Re: [pygccxml-development] Another performance tweak

SourceForge Headquarters 1320 Columbia Street Suite 310 San Diego, CA 92101 +1 (858) 422-6466

Roman Yakovenko wrote:

> On 8/27/06, Allen Bierbaum <al...@vr...> wrote:
>
>> I have included comments below.  Before that though...
>>
>> I have found a few more optimizations:
>>
>> - Making create_identifier return identity adds about 15% to performance
>> - Adding a cache to module_builder that caches the global namespace tree
>> after parsing, joining, and running the query optimizer.  This boosts
>> performance by another 40%.  (both by saving more startup and making the
>> query optimization initialization less costly so it can be used)
>
>
> Can you  explain relationship between it and declarations cache in 
> pygccxml?

The module builder cache supercedes it. 

The module builder cache caches the decl tree after all loading, parsing 
in pygccxml and the additional processing in pyplusplus (optimization 
initialization).  The decl cache can/is still used if you don't use the 
module builder cache, but when using the module builder cache the decl 
cache is not really needed.

>> So now I have my run time down to aroung 59 seconds.  Although I would
>> really like to make it go even faster I think taking the running time
>> down from the original 12 minutes to 1 minute now is a good enough
>> improvement to make it so I can use py++ much easier in normal 
>> development.
>
>
> :-)
>
>> Roman:  Do you want a patch for module_builder caching or do you just
>> want me to commit it?  (all the changes are in the __init__ method and
>> are very clear so you can see what is in there and change it if you 
>> prefer)
>
>
> Please commit them, but still explain the relationship :-)

Okay.  I should have time to commit it later today.

>
>> Now on to the comments....
>>
>> Roman Yakovenko wrote:
>>
>> > On 8/26/06, Allen Bierbaum <al...@vr...> wrote:
>> >
>> >> >> - Caching the results of type_traits.remove_alias improved
>> >> performance
>> >> >> by 20%
>> >> >
>> >> >
>> >> > Yes, this algorithms is used every where.

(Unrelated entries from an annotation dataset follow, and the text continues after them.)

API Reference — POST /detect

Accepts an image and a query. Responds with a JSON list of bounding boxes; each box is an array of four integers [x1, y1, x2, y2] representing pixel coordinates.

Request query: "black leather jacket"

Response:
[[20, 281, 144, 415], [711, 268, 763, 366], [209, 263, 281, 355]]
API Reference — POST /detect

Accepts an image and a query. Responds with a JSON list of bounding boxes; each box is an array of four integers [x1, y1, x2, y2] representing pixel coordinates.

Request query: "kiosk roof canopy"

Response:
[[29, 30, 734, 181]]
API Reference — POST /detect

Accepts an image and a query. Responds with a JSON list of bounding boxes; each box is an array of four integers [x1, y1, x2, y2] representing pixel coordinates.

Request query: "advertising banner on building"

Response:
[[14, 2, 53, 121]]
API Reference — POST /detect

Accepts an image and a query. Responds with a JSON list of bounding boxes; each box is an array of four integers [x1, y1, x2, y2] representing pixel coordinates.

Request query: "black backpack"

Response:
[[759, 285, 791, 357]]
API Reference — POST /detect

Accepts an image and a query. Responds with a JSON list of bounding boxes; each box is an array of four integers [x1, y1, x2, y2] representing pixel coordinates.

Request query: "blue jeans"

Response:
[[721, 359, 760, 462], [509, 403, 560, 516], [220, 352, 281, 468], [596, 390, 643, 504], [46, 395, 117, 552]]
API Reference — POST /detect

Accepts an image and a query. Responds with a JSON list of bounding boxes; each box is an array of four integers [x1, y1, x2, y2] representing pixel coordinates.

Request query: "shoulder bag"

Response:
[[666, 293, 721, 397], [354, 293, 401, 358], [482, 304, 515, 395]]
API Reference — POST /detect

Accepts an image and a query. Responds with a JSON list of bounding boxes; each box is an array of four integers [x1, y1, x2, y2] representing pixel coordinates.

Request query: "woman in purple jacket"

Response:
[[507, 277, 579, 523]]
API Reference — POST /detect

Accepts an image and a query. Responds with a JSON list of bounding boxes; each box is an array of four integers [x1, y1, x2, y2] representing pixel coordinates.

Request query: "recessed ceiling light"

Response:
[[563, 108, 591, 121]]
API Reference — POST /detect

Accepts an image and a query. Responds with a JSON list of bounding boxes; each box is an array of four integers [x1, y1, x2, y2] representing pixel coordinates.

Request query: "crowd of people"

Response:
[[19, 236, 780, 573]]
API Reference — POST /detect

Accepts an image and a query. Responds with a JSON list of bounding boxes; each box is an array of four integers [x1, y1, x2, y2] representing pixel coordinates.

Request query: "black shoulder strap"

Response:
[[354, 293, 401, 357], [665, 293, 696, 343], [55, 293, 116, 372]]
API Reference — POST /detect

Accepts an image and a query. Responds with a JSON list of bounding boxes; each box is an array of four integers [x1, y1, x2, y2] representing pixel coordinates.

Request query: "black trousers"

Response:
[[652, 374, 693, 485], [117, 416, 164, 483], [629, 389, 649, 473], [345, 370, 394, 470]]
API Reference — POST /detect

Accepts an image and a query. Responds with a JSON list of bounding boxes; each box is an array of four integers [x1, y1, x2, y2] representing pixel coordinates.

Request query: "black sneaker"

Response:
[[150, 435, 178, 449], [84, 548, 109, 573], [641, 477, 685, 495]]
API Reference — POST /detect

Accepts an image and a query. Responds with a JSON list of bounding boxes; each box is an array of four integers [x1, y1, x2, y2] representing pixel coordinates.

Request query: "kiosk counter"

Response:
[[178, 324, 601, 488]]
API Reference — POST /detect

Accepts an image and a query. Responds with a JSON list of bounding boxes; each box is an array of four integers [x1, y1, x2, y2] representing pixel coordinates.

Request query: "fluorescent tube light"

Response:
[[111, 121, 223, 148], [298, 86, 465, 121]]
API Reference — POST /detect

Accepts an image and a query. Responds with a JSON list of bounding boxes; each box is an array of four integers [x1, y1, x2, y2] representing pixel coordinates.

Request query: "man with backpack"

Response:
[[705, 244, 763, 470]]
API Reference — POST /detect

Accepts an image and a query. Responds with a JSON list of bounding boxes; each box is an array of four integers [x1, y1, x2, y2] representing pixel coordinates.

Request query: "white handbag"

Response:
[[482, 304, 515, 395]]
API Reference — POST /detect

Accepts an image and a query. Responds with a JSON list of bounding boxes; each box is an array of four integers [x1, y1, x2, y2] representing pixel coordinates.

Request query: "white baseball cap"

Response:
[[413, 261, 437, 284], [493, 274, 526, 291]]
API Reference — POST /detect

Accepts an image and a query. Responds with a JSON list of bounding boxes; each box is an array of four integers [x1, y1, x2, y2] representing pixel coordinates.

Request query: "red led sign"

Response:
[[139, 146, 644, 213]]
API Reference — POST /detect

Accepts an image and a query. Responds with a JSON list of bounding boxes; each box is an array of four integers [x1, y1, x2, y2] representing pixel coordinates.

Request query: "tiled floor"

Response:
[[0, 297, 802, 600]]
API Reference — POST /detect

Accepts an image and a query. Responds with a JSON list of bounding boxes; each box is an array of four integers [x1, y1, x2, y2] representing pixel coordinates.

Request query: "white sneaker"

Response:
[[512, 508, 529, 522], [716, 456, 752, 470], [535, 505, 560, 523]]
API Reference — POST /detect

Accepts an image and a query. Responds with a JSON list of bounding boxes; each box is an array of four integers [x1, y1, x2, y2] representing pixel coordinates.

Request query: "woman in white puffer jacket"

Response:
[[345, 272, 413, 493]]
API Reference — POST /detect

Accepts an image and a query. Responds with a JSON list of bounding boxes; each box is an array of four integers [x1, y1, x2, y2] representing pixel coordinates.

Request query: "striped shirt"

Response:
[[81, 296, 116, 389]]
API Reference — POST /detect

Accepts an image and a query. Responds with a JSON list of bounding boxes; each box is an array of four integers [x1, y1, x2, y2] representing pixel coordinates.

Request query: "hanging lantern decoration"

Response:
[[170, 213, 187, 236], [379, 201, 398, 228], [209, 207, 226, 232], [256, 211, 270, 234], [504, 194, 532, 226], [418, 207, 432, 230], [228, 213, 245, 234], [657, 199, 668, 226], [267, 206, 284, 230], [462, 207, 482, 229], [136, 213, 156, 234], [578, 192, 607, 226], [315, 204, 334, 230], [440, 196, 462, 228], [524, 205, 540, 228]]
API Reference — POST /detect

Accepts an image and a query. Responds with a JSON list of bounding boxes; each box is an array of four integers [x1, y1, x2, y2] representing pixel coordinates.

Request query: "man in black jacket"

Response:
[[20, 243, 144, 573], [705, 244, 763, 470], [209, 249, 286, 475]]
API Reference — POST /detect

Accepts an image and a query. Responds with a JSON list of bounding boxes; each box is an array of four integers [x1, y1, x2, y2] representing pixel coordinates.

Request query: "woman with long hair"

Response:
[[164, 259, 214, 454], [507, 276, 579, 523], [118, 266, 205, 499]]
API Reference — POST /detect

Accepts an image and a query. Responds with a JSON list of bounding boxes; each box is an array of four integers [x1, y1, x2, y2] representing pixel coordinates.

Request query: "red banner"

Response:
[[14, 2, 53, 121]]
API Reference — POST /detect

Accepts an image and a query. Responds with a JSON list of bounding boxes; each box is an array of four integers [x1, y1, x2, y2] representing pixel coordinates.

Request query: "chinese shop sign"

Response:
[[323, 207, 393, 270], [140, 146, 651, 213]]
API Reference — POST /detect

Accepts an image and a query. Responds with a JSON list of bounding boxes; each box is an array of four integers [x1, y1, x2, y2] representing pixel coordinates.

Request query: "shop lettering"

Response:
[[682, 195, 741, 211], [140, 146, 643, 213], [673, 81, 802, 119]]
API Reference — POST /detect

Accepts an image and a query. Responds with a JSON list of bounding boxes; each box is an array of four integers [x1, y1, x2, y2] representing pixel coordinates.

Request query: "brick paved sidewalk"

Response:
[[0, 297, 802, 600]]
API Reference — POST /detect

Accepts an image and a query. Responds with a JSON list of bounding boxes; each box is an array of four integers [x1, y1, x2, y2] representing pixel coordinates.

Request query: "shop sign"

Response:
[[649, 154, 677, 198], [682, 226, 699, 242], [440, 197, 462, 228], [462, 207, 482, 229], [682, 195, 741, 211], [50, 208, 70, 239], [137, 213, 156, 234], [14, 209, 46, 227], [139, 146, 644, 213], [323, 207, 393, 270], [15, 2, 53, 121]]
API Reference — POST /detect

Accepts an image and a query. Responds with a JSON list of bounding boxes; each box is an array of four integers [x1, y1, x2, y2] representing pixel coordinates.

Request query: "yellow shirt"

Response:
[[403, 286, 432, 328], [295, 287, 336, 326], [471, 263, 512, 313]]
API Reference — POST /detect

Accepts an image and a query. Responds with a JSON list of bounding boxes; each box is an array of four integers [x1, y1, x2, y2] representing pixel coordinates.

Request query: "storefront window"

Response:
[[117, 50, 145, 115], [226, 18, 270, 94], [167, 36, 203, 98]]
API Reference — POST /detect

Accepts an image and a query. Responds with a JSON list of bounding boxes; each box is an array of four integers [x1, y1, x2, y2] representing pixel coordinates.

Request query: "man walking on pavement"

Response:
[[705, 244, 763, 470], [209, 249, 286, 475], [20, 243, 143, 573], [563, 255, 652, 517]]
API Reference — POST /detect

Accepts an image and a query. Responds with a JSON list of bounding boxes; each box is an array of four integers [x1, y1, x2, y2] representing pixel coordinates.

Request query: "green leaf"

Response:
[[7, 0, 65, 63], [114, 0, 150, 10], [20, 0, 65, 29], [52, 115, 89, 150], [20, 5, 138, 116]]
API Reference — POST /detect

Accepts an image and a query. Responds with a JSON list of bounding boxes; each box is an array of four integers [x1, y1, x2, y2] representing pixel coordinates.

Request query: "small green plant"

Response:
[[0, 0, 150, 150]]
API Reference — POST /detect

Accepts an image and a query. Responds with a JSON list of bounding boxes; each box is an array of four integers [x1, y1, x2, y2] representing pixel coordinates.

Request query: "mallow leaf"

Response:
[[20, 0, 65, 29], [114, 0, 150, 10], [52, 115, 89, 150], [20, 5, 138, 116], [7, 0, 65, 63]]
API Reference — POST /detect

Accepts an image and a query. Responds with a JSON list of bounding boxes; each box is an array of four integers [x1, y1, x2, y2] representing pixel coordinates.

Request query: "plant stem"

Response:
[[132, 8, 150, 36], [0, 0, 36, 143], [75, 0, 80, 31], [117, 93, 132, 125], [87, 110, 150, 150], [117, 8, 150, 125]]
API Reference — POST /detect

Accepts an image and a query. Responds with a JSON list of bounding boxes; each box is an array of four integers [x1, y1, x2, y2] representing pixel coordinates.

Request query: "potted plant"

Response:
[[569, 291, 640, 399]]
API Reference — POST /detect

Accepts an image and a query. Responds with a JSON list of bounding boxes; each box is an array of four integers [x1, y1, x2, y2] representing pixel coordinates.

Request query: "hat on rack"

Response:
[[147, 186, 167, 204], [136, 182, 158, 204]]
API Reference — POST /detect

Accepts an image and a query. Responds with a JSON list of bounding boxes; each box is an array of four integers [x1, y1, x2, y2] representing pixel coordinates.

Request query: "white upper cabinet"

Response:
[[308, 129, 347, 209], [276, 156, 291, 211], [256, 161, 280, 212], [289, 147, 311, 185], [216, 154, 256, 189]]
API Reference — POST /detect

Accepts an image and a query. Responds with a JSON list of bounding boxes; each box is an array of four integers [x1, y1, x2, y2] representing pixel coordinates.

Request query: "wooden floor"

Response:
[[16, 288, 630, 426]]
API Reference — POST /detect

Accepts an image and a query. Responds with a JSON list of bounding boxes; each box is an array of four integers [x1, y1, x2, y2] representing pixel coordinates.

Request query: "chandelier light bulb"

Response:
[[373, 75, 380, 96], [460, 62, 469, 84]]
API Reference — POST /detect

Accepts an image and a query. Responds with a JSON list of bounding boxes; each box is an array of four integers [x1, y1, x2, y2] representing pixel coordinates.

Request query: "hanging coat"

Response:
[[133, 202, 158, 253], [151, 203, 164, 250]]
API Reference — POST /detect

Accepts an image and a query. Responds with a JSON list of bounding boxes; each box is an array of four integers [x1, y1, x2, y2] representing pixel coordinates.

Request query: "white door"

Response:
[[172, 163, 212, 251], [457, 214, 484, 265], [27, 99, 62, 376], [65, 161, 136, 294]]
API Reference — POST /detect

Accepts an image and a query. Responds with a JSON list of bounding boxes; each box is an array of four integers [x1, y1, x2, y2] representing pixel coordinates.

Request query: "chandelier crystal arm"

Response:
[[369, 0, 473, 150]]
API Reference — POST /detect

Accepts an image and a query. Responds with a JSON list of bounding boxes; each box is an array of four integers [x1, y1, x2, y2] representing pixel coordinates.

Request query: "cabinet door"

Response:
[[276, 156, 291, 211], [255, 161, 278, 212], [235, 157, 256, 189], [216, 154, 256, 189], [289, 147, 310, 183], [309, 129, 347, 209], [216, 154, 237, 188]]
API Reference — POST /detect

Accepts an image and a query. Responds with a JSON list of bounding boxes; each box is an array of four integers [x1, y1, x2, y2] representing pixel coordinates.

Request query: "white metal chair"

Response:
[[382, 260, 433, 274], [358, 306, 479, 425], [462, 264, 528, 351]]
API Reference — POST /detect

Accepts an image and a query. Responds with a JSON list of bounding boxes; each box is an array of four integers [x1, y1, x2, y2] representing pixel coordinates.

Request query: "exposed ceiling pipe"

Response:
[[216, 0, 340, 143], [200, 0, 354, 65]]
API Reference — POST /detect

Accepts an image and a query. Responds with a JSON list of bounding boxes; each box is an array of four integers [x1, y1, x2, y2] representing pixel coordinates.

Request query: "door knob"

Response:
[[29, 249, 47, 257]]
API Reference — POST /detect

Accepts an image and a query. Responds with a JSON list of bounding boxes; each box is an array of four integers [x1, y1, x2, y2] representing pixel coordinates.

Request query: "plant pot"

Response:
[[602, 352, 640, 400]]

Please don't commit this
>> >> > change, I'd like
>> >> > to think about it. I see next problem here: there are a lot of 
>> types,
>> >> > so the cache
>> >> > memory size could go out of control. Can you find out how many 
>> memory
>> >> > Py++ takes with\without the cache?
>> >>
>> >> I can try to take a look at this.  I don't have an easy way to do it
>> >> right now but I will try later.
>> >
>> >
>> > I am think that I don't want to introduce cache of results of
>> > type_traits.
>> > I don't feel comfortable with them. One of the reasons is that it is
>> > not that easy to
>> > disable them.
>>
>> Maybe I am missing something, but why can't we control them by
>> introducing a flag in type_traits like "caching_enabled" or something
>> and then just testing that whenever the method is called.
>>
>> It would be a shame not to optimize this method when it gives a 20%
>> performance boost.
>
>
> You are right, I don't have good reason. I will commit the patch. By
> the way it was
> a tricky one. One of my test failed. It was very difficult ( few hours
> with debugger )
> to find the problem. That is exactly the reason why I hate cache, but
> what can I do
> if you like it :-) ?
>
>> Are you suggesting I add this as a new method and change the code that
>> calls it?
>
>
> No. I just committed the results.
>
>> In my own local copy I have replaced "created_identifier" with an
>> identify function and am getting very good results.
>
>
> Why do you have goodies? For a time being please put it in a goodies.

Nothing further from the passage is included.